Laura Carmer is the first partner educator that’ll focus on serving the Black and Black-Biracial community. Garcia Nunez expects Carmer will work with 27 families.
Carmer is from Chicago where she worked for By the Hand Club for Kids and Ravenswood Childcare Center. She said the type of work she’ll do with Family School Partners aligns with her lifelong passion of helping kids.
“I work with kids a lot and their parents, and so when there’s a program that helps parents become that teacher for their kids, that just sounded really exciting,” Carmer said.
Carmer’s first day was Feb. 19 and has spent her time so far familiarizing herself with the curriculum and going on visits with others on staff to learn more about how the program works.

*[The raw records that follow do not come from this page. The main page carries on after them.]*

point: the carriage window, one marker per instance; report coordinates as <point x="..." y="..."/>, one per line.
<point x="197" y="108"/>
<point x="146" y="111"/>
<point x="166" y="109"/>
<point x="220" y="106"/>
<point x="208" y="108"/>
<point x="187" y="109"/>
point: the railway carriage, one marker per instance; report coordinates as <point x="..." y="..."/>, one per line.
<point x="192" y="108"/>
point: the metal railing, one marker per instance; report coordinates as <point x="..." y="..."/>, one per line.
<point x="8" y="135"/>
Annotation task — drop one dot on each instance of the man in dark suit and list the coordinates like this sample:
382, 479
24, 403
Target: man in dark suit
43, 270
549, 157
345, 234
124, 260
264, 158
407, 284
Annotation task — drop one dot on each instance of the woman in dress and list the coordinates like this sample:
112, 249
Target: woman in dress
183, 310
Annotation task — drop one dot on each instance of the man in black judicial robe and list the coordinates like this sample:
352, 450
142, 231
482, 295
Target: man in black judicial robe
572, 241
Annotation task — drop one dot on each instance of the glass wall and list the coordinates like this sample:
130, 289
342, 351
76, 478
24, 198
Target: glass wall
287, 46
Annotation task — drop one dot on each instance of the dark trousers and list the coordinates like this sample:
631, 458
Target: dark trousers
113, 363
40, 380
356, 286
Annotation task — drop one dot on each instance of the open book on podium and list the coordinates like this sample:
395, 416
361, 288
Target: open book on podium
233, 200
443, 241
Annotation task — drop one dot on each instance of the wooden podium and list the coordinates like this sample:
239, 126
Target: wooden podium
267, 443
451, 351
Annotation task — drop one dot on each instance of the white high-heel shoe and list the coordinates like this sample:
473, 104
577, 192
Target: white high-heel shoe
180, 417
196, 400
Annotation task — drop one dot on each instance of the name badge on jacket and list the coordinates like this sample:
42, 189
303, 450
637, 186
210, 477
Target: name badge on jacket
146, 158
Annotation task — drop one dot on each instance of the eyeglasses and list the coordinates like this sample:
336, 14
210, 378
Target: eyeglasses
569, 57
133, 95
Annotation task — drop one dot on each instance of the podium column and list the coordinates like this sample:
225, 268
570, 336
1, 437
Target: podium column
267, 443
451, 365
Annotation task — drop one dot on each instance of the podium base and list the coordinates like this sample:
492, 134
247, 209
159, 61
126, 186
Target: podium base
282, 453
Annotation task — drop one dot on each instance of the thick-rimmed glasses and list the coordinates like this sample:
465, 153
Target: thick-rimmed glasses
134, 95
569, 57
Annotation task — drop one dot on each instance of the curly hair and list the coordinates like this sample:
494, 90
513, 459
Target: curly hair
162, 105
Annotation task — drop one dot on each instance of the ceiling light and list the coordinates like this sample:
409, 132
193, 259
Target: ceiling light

Not only do the lessons the partner educators teach provide the kids a foundation for success as they enter school, they can also serve to strength the relationship between a child and their parent, Carmer said.
“It grows and connects the bond between the child (and parent) because now the child also sees them as a teacher to help them learn things, which sets them up for a better relationship going forward.”
“I’m just really excited, I’m really looking forward to being able to serve the community in this way.”
The eight educators, who are all bilingual except for Carmer, use crafts, worksheets and games to teach.
“We have a curriculum of 16 lessons, so what the primary educators do is they read a book, and then they plan lessons related to that book, and in accordance to the individual needs of the children,” Garcia Nunez said.
The hires were made possible after Heritage Fund — the Community Foundation of Bartholomew County was awarded $245,000 in September from the Early Learning Indiana’s Early Learning Initiative, which provides funding to organizations “to help infants and toddlers develop foundational knowledge and skills that support their future learning and development,” according to the initiative’s website.
Some of the funding went toward the Bartholomew County Public Library’s Growing Readers program and the rest went towards Family School Partners, with a goal of serving 50 more children.
Garcia Nunez said right now they serve around 160 families.
The partner educators believe the work the program does helps uplift those who may need it most, Carmer said.
“This is the minority section that often comes into the schools not already being set up for success, and so to be able to provide that for them, so that that’s one less hurdle they have to deal with, (is) clearly very important.”